Un sauvetage pénible 
Plusieurs de ces femmes ont aussi raconté que l'opération de sauvetage de l'armée nigériane a entraîné son lot de tragédies. « Même après notre sauvetage, environ 10 sont mortes sur le chemin nous ramenant ici », affirme Cecilia Abel.
« Quand les militaires ont donné l'assaut au camp où nous étions détenus, nos ravisseurs nous ont dit de nous réfugier sous les arbres et buissons pour échapper aux bombardements de l'armée », a déclaré Binta Abdullahi.
« Des femmes qui s'étaient cachées sous les arbres ont été écrasées par des chars qui avançaient sans savoir qu'elles étaient là ».
La jeune femme raconte qu'après leur libération, les soldats nigérians ont fait monter celles qui étaient trop faibles ou malades dans des véhicules, et en demandant aux autres « de marcher derrière eux pour éviter les mines posées par Boko Haram un peu partout ».
Malgré ce conseil, la mort est revenue hanter les femmes libérées. « Trois femmes au moins et des soldats ont été tués dans l'explosion d'une mine sur laquelle une femme avait marché », dit Mme Abdullahi.
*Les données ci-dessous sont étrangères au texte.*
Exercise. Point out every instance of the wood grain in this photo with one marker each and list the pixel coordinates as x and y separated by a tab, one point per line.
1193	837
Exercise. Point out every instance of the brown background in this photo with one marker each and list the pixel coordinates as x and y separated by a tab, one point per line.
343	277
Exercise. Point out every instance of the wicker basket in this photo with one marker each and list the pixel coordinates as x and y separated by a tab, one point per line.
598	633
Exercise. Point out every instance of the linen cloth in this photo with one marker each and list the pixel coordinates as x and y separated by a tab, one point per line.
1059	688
Quel avenir pour les survivantes?
Toutes ces femmes aujourd'hui réfugiées avec leurs enfants dans le camp de Molkahi sont placées sous la responsabilité de l'Agence nationale de gestion des urgences (NEMA), qui leur offre non seulement un toit, de la nourriture et des soins, mais aussi un soutien post-traumatique et un processus de réinsertion sociale.
Selon un porte-parole de NEMA, Sani Datti, 8 femmes et 15 enfants sont hospitalisés pour des blessures reçues pendant l'opération de sauvetage.
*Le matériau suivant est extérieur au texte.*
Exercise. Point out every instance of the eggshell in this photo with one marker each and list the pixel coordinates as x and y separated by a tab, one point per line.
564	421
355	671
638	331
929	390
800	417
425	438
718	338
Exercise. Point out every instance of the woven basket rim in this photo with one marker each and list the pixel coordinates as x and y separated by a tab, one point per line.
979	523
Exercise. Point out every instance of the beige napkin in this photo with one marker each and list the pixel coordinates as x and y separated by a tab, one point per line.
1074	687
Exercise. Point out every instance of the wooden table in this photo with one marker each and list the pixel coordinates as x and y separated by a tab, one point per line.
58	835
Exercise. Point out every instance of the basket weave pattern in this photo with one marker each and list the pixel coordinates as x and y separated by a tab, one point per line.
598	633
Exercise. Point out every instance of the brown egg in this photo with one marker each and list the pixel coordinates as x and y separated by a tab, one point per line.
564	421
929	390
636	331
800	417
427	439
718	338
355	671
M. Datti ne peut dire combien de temps ces femmes seront hébergées dans le camp. « La plupart paraissent fatiguées et traumatisées. Elles sont hirsutes. On voit qu'elles ne se sont pas lavées depuis des jours », ajoute le porte-parole.
Les plaies psychologiques restent vives, comme en témoigne Salamatu Bulama. Cette jeune femme de 20 ans a été libérée par l'armée, mais son enfant de deux ans est mort il y a deux mois des suites d'une maladie qui, dit-elle, a été aggravée par la malnutrition.
« Que vais-je dire à mon mari? », se demande-t-elle aujourd'hui en pleurant, après avoir tout juste appris que ce dernier avait survécu à l'attaque de Boko Haram sur son village.